Pinkushion : Quand on écoute particulièrement ce premier titre, et en observant la pochette aussi, le nom de Camille est souvent évoqué… Que penses-tu de cette référence ?
(Rires) Oui, il n’y a aucun malaise entre cette femme-là et moi. Son album m’a beaucoup stimulé et inspiré. Il m’a poussé à élargir les différents thèmes de la retenue en création. Lors de mes voyages à Paris ou ici, à Bruxelles, quand j’ai démarré le fil (rires) de mon album, j’avais le désir d’explorer ce travail des voix …. Quand au graphisme, c’est clair que ça fait penser à Camille mais il n’y avait aucune volonté de le faire.
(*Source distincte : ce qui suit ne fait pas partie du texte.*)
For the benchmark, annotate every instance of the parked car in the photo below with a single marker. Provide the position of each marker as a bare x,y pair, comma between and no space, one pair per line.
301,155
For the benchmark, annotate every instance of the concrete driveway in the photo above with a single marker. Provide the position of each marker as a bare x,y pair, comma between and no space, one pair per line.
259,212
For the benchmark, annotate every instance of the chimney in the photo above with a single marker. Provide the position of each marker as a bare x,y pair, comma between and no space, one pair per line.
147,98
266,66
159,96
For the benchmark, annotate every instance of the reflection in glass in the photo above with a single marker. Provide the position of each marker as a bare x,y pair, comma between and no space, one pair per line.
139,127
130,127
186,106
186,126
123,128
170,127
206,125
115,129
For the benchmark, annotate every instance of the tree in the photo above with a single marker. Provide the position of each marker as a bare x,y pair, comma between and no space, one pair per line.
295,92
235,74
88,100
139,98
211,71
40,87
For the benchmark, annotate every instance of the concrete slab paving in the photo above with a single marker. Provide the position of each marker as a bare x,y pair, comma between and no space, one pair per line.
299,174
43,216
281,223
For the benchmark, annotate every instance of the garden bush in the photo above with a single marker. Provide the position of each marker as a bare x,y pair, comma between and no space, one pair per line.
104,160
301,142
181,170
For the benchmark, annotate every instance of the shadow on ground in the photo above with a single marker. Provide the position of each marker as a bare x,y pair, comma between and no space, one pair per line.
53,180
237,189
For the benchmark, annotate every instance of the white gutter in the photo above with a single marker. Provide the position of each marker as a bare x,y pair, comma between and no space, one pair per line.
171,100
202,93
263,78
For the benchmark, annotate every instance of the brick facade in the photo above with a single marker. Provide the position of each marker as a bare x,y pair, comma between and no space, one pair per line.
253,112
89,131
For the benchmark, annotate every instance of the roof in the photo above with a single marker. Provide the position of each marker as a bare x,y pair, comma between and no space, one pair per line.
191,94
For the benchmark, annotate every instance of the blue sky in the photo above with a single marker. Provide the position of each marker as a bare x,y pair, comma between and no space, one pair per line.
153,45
Elle a repris récemment dans une émission radio une chanson de mon premier album alors qu’on se connaît à peine. Il y a donc une curiosité entre nous. J’aime bien sa façon très personnelle d’avoir fait quelque chose avec autant d’audace. C’est une inspiration.
2 « Se Perdre »
Il y a encore les criquets (rires). C’est un titre qui prend les couleurs de ce que j’appelle le Rythm and Grunge, le « R & G ». En faisant la maquette, je voulais quelque chose d’un peu groovy, un peu black avec des guitares assez lacérées, très dry, un peu d’effets, des riffs pas élaborés, pas trop de mélodie. Ce titre prend clairement cette direction. Qu’est-ce que je pourrais dire encore ? Au niveau du texte c’est (rires aux éclats)… Le coeur dans la tête, c’est le titre d’une étape, après une expérience – qui ici s’est bien terminée – (rires), c’est un peu ce mélange du pensé et du ressenti, ce double emploi, où l’on a tendance à rationaliser ses sentiments. Ce sont des moments où rien n’est interdit, où tout va bien, tout est cool, un peu comme le métier que je fais qui, vu de l’extérieur, peut être considéré comme l’expression du bonheur, etc… C’est intéressant de se retrouver là car cet album s’est fait après mon premier disque qui m’a très rapidement donné une sensation qui peut te déstabiliser. Avoir tout pour être bien, c’est un peu ça le thème de cette chanson.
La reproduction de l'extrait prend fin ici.